What countries are affected by Dengue Fever?
Dengue fever is present in Asia, the Pacific, the Caribbean, the Americas and Africa.
What do I do if I’m living/working in an area where Dengue Fever is circulating?
If you become ill, you should contact your doctor who will be able to advise you. You should also try to avoid being bitten by mosquitos – see advice below.
What do I do if I am travelling to an area where Dengue Fever is circulating?
The best way for travellers to endemic areas (areas where Dengue Fever is common) to avoid becoming infected is to avoid being bitten by mosquitoes. The list below highlights the best ways of preventing this.

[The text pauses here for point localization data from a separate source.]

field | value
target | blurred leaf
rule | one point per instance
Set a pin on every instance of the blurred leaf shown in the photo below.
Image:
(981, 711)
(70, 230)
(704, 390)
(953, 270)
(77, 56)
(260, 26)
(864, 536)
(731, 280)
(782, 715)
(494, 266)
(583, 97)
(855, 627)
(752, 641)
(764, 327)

Time: As dengue is associated with a day-biting mosquito, precautions to reduce bites should be taken at all times during the day, and at dawn and dusk.
Risky areas: Avoid areas where mosquitoes are likely to be found, i.e. near water including ponds, outdoor swimming pools, lakes and marshes.
Use mosquito repellents (bug sprays): Spray onto exposed skin whenever you are in an area where mosquitoes may be present. Repellents applied to clothing, shoes, tents, mosquito nets and other gear will increase protection. Your local pharmacist can advise you on the most suitable product to use.
Dress safely: If in areas where mosquitoes are likely, wear long sleeves, long trousers, socks and closed shoes.
Indoors: Mosquito bites can be reduced by air conditioning, insect-proof screens on windows and doors and spraying the room with insecticide (bug spray).
Mosquito nets: Bed nets and cot nets can be used if necessary, as an additional precaution.
Information on protecting yourself and your family against biting mosquitoes is available on the HPSC website.
What do I do if I’m returning to Ireland from an area where Dengue Fever is circulating?
If you become ill when you return to Ireland, you should visit your doctor and let him/her know of your recent travel history.